De Gramophone Company en het iconische logo ‘His Master’s Voice’
Met het toenemende succes van de plaat ontstonden er steeds meer platenlabels en bedrijven. De geschiedenis van de Gramophone Company en haar dochterondernemingen, zowel in de VS als in Europa, is een complex verhaal van successen, faillissementen, fusies en splitsingen. De onderneming staat echter vooral bekend om het iconische logo ‘His Master’s Voice’, waarop een hond te zien is die aandachtig luistert naar de hoorn van een grammofoon, alsof hij ‘de stem van zijn meester’ hoort.
Dit beeld is geschilderd door Francis Barraud (fig.3), die ontroerd was door Nipper, de Jack Russell van zijn overleden broer. Aanvankelijk probeerde hij het schilderij te verkopen aan fonograaffabrikanten. Toen dat niet lukte, bood hij het aan bij de Gramophone Company in Londen, die het kocht voor 100 pond (nu ongeveer 10.000 euro), op voorwaarde dat hij de fonograaf verving door een grammofoon. Zo werd het een van de meest herkenbare handelsmerken ter wereld.
Fred Gaisberg en de grote stemmen op plaat
Een andere slimme zet van de Gramophone Company was het aantrekken van beroemde zangers die aanvankelijk terughoudend waren om hun stem aan de opnamehoorn toe te vertrouwen. Omdat zij niet naar de studio wilden komen, bracht men de opnameapparatuur naar hen toe! Productieleider Fred Gaisberg (1873–1951) vertrok in 1899 met zijn apparatuur, zuurreservoirs en veel matrijzen om wereldwijd opnamen te maken.

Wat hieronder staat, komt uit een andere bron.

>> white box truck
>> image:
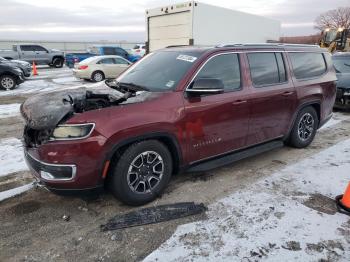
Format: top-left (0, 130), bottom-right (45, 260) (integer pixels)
top-left (146, 1), bottom-right (281, 52)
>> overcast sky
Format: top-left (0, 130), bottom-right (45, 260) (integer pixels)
top-left (0, 0), bottom-right (350, 41)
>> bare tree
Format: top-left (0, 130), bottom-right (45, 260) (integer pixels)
top-left (315, 7), bottom-right (350, 31)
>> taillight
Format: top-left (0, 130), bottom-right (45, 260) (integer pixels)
top-left (78, 65), bottom-right (89, 70)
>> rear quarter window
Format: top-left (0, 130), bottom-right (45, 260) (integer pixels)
top-left (247, 52), bottom-right (287, 87)
top-left (289, 52), bottom-right (327, 79)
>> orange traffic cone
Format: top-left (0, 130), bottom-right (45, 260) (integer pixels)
top-left (335, 183), bottom-right (350, 215)
top-left (32, 61), bottom-right (38, 76)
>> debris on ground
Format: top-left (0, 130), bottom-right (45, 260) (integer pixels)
top-left (101, 202), bottom-right (207, 231)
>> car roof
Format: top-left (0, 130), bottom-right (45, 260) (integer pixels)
top-left (332, 52), bottom-right (350, 57)
top-left (161, 43), bottom-right (328, 53)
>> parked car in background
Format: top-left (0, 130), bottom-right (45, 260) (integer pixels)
top-left (0, 44), bottom-right (64, 68)
top-left (332, 53), bottom-right (350, 109)
top-left (0, 56), bottom-right (32, 77)
top-left (66, 45), bottom-right (141, 68)
top-left (73, 55), bottom-right (131, 82)
top-left (131, 44), bottom-right (146, 56)
top-left (21, 44), bottom-right (336, 205)
top-left (0, 63), bottom-right (24, 90)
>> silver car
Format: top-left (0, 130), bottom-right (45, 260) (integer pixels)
top-left (73, 55), bottom-right (131, 82)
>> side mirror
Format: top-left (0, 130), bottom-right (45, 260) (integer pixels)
top-left (186, 78), bottom-right (224, 95)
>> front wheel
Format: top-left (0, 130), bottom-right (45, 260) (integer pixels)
top-left (0, 75), bottom-right (16, 90)
top-left (110, 140), bottom-right (173, 206)
top-left (52, 57), bottom-right (64, 68)
top-left (288, 107), bottom-right (319, 148)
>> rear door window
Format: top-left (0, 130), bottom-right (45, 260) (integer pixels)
top-left (289, 52), bottom-right (327, 79)
top-left (247, 52), bottom-right (287, 87)
top-left (98, 58), bottom-right (115, 65)
top-left (21, 45), bottom-right (35, 52)
top-left (114, 58), bottom-right (130, 65)
top-left (195, 54), bottom-right (241, 91)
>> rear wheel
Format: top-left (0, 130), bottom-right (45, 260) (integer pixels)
top-left (0, 75), bottom-right (16, 90)
top-left (289, 107), bottom-right (319, 148)
top-left (91, 71), bottom-right (105, 82)
top-left (110, 140), bottom-right (173, 205)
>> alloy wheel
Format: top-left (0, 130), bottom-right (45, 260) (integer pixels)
top-left (298, 113), bottom-right (315, 141)
top-left (1, 77), bottom-right (15, 90)
top-left (127, 151), bottom-right (164, 194)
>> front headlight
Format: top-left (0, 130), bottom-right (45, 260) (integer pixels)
top-left (51, 123), bottom-right (95, 140)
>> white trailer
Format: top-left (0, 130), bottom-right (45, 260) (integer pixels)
top-left (146, 1), bottom-right (281, 52)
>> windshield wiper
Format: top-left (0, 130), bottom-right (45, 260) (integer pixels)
top-left (117, 82), bottom-right (149, 92)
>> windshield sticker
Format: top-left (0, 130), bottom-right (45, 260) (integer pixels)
top-left (176, 55), bottom-right (197, 63)
top-left (166, 80), bottom-right (175, 88)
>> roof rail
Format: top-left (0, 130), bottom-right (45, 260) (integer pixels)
top-left (215, 43), bottom-right (320, 48)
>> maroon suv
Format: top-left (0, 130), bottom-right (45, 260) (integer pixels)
top-left (21, 44), bottom-right (336, 205)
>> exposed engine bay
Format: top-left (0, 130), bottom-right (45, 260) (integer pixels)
top-left (20, 80), bottom-right (154, 147)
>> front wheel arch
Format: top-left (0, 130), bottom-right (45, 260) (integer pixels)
top-left (104, 132), bottom-right (183, 182)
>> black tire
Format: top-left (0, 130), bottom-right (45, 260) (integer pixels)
top-left (52, 57), bottom-right (64, 68)
top-left (109, 140), bottom-right (173, 206)
top-left (288, 106), bottom-right (319, 148)
top-left (91, 71), bottom-right (105, 82)
top-left (0, 75), bottom-right (17, 90)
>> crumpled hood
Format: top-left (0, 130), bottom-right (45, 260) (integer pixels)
top-left (20, 85), bottom-right (159, 130)
top-left (20, 88), bottom-right (86, 130)
top-left (337, 73), bottom-right (350, 89)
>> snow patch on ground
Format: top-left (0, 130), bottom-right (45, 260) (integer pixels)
top-left (52, 76), bottom-right (81, 84)
top-left (0, 104), bottom-right (21, 118)
top-left (0, 138), bottom-right (28, 177)
top-left (0, 183), bottom-right (34, 201)
top-left (145, 139), bottom-right (350, 261)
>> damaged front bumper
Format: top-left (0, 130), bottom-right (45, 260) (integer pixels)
top-left (24, 151), bottom-right (77, 181)
top-left (334, 87), bottom-right (350, 109)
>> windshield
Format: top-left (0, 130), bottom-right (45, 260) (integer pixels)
top-left (333, 56), bottom-right (350, 73)
top-left (117, 51), bottom-right (200, 92)
top-left (325, 29), bottom-right (338, 43)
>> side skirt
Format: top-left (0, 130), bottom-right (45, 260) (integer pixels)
top-left (186, 140), bottom-right (284, 172)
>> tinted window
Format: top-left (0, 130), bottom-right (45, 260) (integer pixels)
top-left (333, 56), bottom-right (350, 73)
top-left (115, 48), bottom-right (128, 57)
top-left (275, 53), bottom-right (287, 82)
top-left (247, 53), bottom-right (287, 86)
top-left (21, 45), bottom-right (35, 52)
top-left (34, 45), bottom-right (47, 52)
top-left (117, 51), bottom-right (201, 91)
top-left (98, 58), bottom-right (115, 64)
top-left (103, 47), bottom-right (117, 55)
top-left (289, 52), bottom-right (327, 79)
top-left (114, 58), bottom-right (129, 65)
top-left (195, 54), bottom-right (241, 90)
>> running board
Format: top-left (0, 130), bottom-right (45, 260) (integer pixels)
top-left (186, 140), bottom-right (284, 172)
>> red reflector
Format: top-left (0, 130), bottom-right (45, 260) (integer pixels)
top-left (78, 65), bottom-right (89, 70)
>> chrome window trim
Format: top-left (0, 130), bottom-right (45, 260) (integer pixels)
top-left (24, 151), bottom-right (77, 181)
top-left (49, 123), bottom-right (96, 142)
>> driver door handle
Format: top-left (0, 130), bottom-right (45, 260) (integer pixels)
top-left (232, 100), bottom-right (247, 105)
top-left (282, 91), bottom-right (294, 96)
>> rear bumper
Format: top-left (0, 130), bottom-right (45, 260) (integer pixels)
top-left (334, 88), bottom-right (350, 109)
top-left (318, 113), bottom-right (333, 128)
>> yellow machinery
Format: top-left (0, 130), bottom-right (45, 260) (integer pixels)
top-left (320, 28), bottom-right (350, 53)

In 1902 ontdekte hij in Milaan tijdens een operavoorstelling de tenor Enrico Caruso, die hem diep onder de indruk bracht. Caruso stemde ermee in om tien romances op te nemen voor 100 pond, een astronomisch bedrag voor minder dan twee uur werk (fig. 4). Latere contracten en het succes maakten deze investering meer dan waard. Voorheen hadden de meeste mensen immers geen kans om zulke artiesten live te horen. Welke gewone man kon zich een avond in La Scala of Covent Garden veroorloven? Vanaf dat moment konden zij genieten van die sterren in hun eigen woonkamer. De grammofoon werd zo geleidelijk een belangrijk meubelstuk in de huiskamer, vaak voorzien van een grote hoorn en een kast voor de platen.
De draagbare grammofoon en de HMV 102
In de jaren 1910, vooral tijdens de Eerste Wereldoorlog, verschenen de eerste draagbare grammofoons, ook wel ‘loopgraafgrammofoons’ genoemd, die soldaten aan het front vermaakten. Na de oorlog, met de opkomst van de auto, werden ze ‘koffergrammofoons’ of ‘picknickgrammofoons’ genoemd, omdat men ze meenam op reis en bij familie-uitjes.
De HMV 102 draagbare grammofoon was de laatste volledig mechanische, akoestische grammofoon die geproduceerd werd (fig. 5). Om hem te gebruiken opent men de koffer, vouwt de toonarm uit en haalt men de slinger uit de koffer om de veer op te winden die het plateau aandrijft. De naald wordt voorzichtig op de plaat geplaatst, en dan gebeurt het: de trillingen die de naald opvangt worden door het diafragma omgezet in geluidsgolven. Het geluid reist via de toonarm naar een kegelvormige ruimte in de kast en wordt versterkt via een opening tussen het plateau en het deksel, die als klankreflector fungeert (video).
Door de lange productieduur was de HMV 102 het meest geproduceerde model van de Gramophone Company, van 1932 tot 1958, toen elektrische draaitafels het overnamen. Het exemplaar in het MIM dateert van 1935.